I say suspect because we’re not really sure how it works, what the protocol is for this brother-sister business.
It’s new for us.
Neither one of us grew up with an opposite sex sibling. He has brothers; I have a sister. We’ve been in-laws for a long time, but that’s a different level of connection, courteous and indirect. Disinterested. Then something happened, an inner shift, the tectonic plates realigning. Nothing was said or even acknowledged, but there it was, this gradual assumption of new roles. We had morphed into a parody of brother and sister.
We’ve been making it up as we go along, trying stuff on, mimicking what we’ve seen in movies and old sit-coms. Monica and Ross. Ferris and what’s-her-name Bueller. Scout and Jem. It’s like a crash course in fraternal conduct: Sibling 101.

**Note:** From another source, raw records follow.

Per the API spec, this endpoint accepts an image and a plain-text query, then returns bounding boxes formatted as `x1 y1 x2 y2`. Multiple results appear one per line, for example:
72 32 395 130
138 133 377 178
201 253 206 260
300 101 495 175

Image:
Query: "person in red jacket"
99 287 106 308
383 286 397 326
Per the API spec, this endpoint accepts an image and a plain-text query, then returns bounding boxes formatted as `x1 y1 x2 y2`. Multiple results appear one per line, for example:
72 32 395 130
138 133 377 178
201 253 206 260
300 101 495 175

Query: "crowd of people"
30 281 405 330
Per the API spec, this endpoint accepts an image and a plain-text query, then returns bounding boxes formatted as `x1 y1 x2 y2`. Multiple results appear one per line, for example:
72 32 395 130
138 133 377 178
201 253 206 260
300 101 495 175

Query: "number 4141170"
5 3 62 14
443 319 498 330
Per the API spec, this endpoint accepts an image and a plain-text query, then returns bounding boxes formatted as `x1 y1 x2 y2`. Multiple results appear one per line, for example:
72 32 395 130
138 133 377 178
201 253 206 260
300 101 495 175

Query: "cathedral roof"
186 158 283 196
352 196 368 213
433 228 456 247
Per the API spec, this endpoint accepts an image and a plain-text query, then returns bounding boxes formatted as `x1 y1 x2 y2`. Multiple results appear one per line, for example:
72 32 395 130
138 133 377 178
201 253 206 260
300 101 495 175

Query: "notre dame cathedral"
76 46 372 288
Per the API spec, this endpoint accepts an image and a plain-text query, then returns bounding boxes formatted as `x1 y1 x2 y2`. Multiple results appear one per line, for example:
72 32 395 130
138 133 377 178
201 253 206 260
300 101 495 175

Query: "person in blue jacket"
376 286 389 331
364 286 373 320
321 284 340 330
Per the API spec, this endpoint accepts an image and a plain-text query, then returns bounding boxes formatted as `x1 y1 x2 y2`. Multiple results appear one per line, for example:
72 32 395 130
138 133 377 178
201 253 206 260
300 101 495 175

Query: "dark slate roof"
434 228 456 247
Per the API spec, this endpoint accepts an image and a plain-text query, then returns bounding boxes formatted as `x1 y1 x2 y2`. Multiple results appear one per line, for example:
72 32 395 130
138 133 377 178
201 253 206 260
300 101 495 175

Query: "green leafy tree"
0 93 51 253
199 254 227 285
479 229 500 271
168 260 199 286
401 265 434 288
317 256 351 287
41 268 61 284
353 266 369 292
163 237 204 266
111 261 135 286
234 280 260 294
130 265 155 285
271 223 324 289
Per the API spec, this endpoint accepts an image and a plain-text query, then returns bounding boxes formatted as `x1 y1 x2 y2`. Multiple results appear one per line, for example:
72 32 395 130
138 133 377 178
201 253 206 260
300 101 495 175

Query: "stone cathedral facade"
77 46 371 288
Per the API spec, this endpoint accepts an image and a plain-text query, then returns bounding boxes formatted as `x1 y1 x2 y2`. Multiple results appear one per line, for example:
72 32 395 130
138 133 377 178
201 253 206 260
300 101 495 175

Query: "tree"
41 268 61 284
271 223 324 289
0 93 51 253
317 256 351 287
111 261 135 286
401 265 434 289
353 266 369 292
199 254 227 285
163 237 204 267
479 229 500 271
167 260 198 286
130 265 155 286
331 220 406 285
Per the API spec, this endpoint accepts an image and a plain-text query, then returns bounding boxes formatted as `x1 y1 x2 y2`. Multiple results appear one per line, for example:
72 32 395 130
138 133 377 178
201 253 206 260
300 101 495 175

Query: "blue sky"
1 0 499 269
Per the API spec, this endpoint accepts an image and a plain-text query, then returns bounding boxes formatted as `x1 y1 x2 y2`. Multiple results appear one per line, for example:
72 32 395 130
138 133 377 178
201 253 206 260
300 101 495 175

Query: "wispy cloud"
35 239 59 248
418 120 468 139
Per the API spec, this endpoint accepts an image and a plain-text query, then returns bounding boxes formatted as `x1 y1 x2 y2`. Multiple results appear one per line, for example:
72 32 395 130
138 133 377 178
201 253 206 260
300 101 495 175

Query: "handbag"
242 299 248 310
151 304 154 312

So far we’ve aced the Intimacy of Insults as well as Proprietary Disapproval. We sailed through Bathroom Slurs (Light a match, would you? Was that my towel you used?), but we definitely need remedial work on what I call Appropriate Advice Giving. You know, the part where the brother sits the sister down – or vice-versa — and tells her/him frankly, and with real concern that she/he has chosen the wrong job/partner/house/friends/pet. The problem is despite the fact we’re both grown ups, in fact, grown ups with grown up children of our own, neither of us seems capable of imparting much in the way of life wisdom.
We’re both clueless.
At least that’s what we take turns telling each other.